Geisen miró el reloj, eran las tres de la mañana, había leído en una revista de horror, que esa era la hora en que las entidades perdidas buscan el contacto con sus seres queridos para aclarar cuentas pendientes y reconciliar momentos duros que en vida sufrieron, trató de no tomar en cuenta el dato y se quedó mirando el techo. La pesadilla derivada de la horrible muerte de su familia, había terminado, pero lo peor estaba por comenzar. Geisen estaba acostado en la cama de su nuevo apartamento y escuchó un lloriqueo a espaldas de su habitación, creyó que tal vez era alguna gata en celo o su vecina gimiendo de placer, pero en el fondo sintió un miedo irracional. Los lamentos eran cada vez más fuertes y estremecedores. Apretó el colchón con ambas manos, se paró como pudo y salió para ver que sucedía tras su habitación. Sintió calambres en las piernas y deseos de largarse, pero Geisen necesitaba saber el origen de aquel lamento misterioso. Giró la perilla de la puerta y una neblina verde paseó en sus narices. La luna bañaba su luz una capa de neblina, similar a la de aquel incendio que acabó con su familia. El llanto no paraba y sus oídos se sintieron perturbados. Geisen siguió con sus pasos el origen de ese sufrimiento, caminó por la banqueta lateral hasta el callejón de espaldas a su apartamento. En medio de una lámpara de halógeno y un poste telefónico, vio un contenedor de basura y se dio cuenta de que el llanto provenía del interior de ese depósito. Dio un par de pasos, abrió la tapa y pudo ver un pequeño bulto parecido a un bebé, no lo pensó demasiado y lo cargó en sus brazos. Geisen no podía creerlo, tampoco podía dejarlo en ese basurero y lo llevó al interior del apartamento para brindarle atenciones y así, no muriese de una deshidratación o de un golpe de calor. Ya en el interior, colocó a la pequeña bola de carne sobre la cama, la luz de la luna le permitió ver a un ser de piel arrugada y desgastada como la de un anciano, sintió repulsión, pero asumió que era por el abandono y la deshidratación.
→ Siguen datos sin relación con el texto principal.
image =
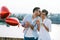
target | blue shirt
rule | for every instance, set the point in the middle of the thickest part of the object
(28, 31)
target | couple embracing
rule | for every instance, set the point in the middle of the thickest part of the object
(37, 22)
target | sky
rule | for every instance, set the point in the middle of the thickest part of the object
(26, 6)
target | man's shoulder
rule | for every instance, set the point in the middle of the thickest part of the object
(49, 20)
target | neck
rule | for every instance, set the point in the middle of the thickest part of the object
(34, 16)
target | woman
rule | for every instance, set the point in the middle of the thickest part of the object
(45, 26)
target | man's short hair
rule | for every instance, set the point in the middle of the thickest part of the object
(45, 11)
(36, 8)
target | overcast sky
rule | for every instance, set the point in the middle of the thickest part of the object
(26, 6)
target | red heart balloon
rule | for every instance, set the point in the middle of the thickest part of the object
(12, 21)
(4, 12)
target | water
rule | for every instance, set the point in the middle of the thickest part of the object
(17, 32)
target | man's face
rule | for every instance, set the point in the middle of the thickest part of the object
(37, 12)
(43, 15)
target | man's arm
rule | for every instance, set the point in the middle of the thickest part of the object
(47, 25)
(38, 24)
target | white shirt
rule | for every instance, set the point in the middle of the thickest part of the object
(43, 33)
(28, 32)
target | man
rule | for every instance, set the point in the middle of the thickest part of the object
(29, 23)
(45, 27)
Geisen lo colocó entre dos almohadas y se dirigió al baño, humedeció una toalla con la intención de limpiar la mugre de la criatura. Mientras se miraba en el espejo y mojaba el trapo, el llanto del pequeño mutó a un gemido carrasposo como si ahora se tratara de un anciano. Guardó la calma, cerró la llave del lavabo y exprimió con ambas manos la toalla. Caminó hacía la criatura y ahí comenzó el terror. El pequeño de apenas unos treinta centímetros, comenzó a latir como un corazón recién extirpado, sus extremidades crecieron como ramas, sus huesos tronaban como maderos podridos y la piel se le restiraba igual que látex. El diminuto cuerpo ahora parecía un anciano de tamaño real, su espalda era abultada y escamosa como la de un reptil, sus ojos ahora eran blancos y venas azules en todo el rostro se dibujaban en medio de las arrugas. Olor a carne podrida se disipó en el apartamento y una neblina verde entró por las ventanas. Geisen se cayó de nalgas y retrocedió apoyándose con los codos, retrocedió como un cangrejo en peligro hasta que chocó contra el televisor apagado. Aquella monstruosidad lanzó una carcajada en las narices de Geisen. El anciano caminó hacia él. Sus miradas se cruzaron, Geisen pudo ver en las pupilas de aquella entidad a su hijo y a su esposa Pollet ardiendo en medio del fuego. Antes de morir en las manos de ese emisario del demonio, Geisen se arrepintió. Nunca debió de abrir las llaves de la estufa con la vela encendida. Nunca debió creer que esa era la manera más efectiva de acabar con los celos enfermizos. Nunca debió matar a su familia, pero era demasiado tarde porque la misma muerte ya estaba lista para cobrarle la factura.